If you were to ask my friends to associate one vegetable with me, most of them would probably choose the carrot. I’m totally proud of this relation because I do love carrots very much. Not only are they crunchy, sweet, juicy, and every bit delicious, they are a vegetable along with all the health benefits veggies provide. Did you know that just one medium carrot has 200% of your daily requirements for vitamin A? Did you also know that carrots are a good source of Thiamin, Niacin, Vitamin B6, Folate, Fiber, Vitamin C, Vitamin K and many other nutrients? In fact, carrots are probably one of the healthiest foods you can really enjoy.

Carrots are most delectable eaten raw; however, if you are still a bit shy about munching on carrots like a bunny, why not hide them in a cake?
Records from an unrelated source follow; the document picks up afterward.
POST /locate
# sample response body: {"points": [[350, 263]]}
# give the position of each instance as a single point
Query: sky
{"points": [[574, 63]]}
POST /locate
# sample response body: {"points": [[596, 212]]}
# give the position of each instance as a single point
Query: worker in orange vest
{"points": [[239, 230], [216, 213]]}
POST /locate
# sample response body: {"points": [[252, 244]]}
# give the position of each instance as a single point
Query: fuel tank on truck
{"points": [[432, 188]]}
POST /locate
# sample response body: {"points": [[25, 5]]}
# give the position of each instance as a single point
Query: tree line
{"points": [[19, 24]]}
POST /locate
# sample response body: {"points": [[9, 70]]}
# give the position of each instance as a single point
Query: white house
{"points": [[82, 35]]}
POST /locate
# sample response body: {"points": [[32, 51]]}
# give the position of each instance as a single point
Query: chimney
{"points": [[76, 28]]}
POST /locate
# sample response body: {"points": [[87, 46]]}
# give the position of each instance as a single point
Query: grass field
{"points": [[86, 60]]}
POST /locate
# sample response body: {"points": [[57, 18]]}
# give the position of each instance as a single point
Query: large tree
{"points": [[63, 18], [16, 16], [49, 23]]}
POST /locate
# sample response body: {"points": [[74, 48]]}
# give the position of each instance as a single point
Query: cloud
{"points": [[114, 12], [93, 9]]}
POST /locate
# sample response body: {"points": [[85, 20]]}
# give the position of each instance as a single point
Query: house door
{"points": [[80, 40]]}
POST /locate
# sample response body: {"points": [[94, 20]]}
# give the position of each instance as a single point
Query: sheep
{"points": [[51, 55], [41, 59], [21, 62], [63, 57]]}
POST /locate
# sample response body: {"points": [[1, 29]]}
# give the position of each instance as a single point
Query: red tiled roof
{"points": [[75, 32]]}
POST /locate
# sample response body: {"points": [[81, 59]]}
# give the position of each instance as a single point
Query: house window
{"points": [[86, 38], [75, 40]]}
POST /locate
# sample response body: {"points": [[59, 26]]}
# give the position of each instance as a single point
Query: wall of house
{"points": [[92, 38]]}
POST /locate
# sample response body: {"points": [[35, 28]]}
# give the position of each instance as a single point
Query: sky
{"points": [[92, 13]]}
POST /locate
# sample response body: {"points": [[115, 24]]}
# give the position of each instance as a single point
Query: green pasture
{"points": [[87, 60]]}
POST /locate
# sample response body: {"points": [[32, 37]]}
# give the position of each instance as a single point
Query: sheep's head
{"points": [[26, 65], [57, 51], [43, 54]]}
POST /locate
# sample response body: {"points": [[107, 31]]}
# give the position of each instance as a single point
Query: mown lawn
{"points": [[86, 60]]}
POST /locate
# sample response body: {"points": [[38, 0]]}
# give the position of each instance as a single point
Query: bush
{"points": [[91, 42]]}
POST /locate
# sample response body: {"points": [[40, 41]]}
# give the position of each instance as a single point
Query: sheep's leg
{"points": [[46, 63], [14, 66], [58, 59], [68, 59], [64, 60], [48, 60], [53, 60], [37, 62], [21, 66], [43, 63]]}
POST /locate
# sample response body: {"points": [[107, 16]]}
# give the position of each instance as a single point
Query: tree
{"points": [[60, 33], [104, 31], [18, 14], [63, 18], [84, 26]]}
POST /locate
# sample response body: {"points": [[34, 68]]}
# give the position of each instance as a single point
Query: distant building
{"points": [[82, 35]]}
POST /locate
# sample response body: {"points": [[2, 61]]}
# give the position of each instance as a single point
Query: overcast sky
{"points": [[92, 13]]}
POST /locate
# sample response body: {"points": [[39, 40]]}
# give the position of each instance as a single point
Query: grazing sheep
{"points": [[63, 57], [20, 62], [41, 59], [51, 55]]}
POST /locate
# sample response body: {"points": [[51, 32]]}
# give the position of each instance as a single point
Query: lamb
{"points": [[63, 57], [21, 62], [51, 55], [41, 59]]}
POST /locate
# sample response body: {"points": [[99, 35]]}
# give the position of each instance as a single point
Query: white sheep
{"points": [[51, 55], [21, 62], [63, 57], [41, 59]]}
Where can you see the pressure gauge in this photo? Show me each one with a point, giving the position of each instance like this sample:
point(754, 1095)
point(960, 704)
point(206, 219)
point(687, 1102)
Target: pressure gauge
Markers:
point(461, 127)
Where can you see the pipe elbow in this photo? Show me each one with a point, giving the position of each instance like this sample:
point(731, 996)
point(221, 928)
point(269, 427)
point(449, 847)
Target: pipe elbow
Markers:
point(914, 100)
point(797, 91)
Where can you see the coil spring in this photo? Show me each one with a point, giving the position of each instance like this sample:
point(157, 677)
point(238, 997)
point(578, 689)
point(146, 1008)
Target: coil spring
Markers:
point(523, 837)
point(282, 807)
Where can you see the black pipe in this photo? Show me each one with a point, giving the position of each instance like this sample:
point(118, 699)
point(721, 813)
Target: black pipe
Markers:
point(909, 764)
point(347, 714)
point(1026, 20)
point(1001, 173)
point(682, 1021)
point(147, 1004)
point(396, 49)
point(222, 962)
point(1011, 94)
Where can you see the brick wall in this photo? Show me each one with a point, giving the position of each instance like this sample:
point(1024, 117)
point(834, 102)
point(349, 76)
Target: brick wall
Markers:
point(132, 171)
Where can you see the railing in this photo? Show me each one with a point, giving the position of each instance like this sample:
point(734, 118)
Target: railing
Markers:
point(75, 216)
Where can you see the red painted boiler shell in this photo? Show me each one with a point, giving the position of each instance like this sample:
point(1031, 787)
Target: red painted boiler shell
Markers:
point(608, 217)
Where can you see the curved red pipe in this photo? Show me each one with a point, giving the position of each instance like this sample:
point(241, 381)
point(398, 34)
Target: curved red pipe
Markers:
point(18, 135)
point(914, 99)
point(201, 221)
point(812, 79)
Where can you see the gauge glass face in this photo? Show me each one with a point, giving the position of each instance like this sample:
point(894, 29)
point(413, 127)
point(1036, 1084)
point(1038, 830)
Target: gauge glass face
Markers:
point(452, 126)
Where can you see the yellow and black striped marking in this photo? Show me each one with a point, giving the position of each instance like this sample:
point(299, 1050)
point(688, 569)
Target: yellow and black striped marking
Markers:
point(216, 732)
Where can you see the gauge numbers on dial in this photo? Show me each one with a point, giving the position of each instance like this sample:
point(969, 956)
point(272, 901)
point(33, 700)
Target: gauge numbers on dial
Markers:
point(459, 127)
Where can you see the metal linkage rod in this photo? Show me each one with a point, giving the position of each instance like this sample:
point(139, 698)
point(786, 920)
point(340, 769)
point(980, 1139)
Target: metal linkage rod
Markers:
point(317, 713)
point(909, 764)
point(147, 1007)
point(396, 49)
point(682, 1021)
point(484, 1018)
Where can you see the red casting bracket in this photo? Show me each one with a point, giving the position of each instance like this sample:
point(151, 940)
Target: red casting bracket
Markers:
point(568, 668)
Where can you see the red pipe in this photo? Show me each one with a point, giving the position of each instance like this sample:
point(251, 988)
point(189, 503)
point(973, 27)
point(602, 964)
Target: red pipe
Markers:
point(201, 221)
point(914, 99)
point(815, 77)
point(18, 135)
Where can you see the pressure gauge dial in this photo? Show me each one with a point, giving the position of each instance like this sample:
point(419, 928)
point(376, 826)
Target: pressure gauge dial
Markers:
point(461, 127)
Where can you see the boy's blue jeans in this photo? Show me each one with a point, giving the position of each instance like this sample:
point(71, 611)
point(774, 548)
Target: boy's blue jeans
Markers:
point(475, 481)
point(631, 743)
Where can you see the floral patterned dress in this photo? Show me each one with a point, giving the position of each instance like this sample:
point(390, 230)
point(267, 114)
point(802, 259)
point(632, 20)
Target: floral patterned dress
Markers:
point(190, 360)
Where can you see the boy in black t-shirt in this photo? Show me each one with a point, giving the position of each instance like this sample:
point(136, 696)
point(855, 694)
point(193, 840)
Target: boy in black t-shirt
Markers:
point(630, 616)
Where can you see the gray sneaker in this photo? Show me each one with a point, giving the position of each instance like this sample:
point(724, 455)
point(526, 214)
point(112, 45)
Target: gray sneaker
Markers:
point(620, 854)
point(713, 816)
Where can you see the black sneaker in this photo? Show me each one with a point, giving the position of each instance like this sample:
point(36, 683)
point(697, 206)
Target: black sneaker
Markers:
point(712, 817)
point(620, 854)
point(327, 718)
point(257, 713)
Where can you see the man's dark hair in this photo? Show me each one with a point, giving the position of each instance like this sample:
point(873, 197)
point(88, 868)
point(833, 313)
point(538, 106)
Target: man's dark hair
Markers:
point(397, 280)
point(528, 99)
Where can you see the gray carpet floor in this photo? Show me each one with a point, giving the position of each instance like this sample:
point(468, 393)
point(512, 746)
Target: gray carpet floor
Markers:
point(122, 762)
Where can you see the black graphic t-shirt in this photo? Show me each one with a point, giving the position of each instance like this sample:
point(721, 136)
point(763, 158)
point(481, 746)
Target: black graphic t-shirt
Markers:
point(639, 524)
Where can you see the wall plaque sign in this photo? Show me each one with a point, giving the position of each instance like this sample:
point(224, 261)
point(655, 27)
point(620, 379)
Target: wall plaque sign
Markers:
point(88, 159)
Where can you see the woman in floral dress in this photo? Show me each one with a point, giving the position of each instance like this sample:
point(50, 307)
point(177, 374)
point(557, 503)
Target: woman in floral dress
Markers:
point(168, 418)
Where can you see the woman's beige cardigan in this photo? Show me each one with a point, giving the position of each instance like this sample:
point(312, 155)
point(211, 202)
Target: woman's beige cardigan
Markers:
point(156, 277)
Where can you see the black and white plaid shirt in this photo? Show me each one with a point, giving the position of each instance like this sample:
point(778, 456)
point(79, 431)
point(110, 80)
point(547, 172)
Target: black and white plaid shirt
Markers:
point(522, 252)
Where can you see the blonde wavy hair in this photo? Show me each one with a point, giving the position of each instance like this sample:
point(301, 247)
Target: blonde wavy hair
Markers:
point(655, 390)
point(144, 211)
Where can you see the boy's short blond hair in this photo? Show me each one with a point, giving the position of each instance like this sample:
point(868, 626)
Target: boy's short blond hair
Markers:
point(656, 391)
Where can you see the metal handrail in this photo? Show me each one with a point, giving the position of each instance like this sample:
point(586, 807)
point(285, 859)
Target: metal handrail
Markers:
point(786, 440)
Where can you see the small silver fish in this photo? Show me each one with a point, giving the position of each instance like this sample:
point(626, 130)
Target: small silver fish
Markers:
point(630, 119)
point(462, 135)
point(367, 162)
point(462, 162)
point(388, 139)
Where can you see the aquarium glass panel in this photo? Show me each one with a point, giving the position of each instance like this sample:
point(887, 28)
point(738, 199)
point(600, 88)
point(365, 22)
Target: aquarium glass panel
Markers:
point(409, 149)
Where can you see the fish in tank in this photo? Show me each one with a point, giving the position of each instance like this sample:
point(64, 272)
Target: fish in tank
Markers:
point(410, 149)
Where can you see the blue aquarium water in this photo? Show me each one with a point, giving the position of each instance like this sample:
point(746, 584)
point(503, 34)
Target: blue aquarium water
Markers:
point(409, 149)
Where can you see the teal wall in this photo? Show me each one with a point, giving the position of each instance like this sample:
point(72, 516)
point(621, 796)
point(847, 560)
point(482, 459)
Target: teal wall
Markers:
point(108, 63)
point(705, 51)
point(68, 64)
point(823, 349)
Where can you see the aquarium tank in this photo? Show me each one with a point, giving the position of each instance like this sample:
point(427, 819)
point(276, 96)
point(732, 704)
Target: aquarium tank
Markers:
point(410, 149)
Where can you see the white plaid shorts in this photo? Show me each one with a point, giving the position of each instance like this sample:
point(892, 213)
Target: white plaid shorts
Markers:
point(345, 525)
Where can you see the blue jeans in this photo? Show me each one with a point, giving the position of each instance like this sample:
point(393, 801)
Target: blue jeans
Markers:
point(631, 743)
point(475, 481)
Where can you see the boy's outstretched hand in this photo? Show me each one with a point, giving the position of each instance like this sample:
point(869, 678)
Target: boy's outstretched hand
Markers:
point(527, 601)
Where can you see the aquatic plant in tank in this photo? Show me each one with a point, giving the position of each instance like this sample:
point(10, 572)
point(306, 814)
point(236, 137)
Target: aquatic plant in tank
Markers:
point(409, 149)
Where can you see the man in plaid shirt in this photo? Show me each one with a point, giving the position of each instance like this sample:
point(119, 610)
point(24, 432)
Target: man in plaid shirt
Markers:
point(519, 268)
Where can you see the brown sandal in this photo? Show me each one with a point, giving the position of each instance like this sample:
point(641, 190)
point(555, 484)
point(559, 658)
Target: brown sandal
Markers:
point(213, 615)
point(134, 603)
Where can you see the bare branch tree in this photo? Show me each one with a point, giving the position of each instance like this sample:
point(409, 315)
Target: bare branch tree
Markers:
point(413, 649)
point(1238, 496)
Carrot cakes are a tasty proposition any time of the year, and for any occasion. To make you feel like you are actually consuming vegetables while indulging in this rich cake, let me tell you that there are THREE whole cups of carrots hidden in this cake. I think that’s pretty impressive.

Personally, I think that plain carrot cake without the icing is delicious, but I guess for some people, carrot cake just isn’t carrot cake without its cream cheese frosting. I mean seriously, how many people eat the cake just for an excuse to indulge in a whole quarter cup of icing? It’s true that the icing does turn the cake into something quite stunning. Doesn’t it look like snow resting on rooftops? Without the cream cheese frosting, it would just be a boring rooftop. And nobody likes a boring old rooftop now do they? Rudolph needs a soft landing because he’s no Bickey (my cat). Okay, this has gone a bit over the top (Over the ROOFtop that is) … how about a fun carrot fact to make my dryness all better? If you eat too many carrots your skin will actually start to turn orange! Now can finally get the healthy glow you’ve always wanted without risking your health… Hm. Alright, let’s just get on to the recipe…


4 eggs
1 1/4 cups vegetable oil
2 cups white sugar
2 tsp vanilla extract
2 cups all-purpose flour
2 tsp baking soda
2 tsp baking powder
2 tsp ground cinnamon
3 cups grated carrots
1 cup chopped walnuts

2 (8 ounce) packages cream cheese, softened
1/2 cup butter, softened
2 cups sifted confectioners' sugar
1 tsp vanilla extract


1. Preheat the oven to 350 degrees F.
2. In a large bowl, beat together the eggs, oil, white sugar and 2 tsp vanilla. Mix in flour, baking soda, baking powder, and cinnamon. Stir in carrots. Fold in walnuts. Pour into a greased pan.
3. Bake in the preheated oven for 40 to 50 minutes, or until a toothpick inserted into the center of the cake comes out clean. Let cool in pan for 10 minutes, then turn out onto a wire rack and cool completely.
4. For the cream cheese frosting, cream together the cream cheese and butter in a medium bowl until creamy. Mix in the vanilla, and then gradually stir in the confectioners' sugar. Refrigerate for 5 minutes before frosting the cooled cake. It’s vital that the cake is cooled completely to avoid a runny mess!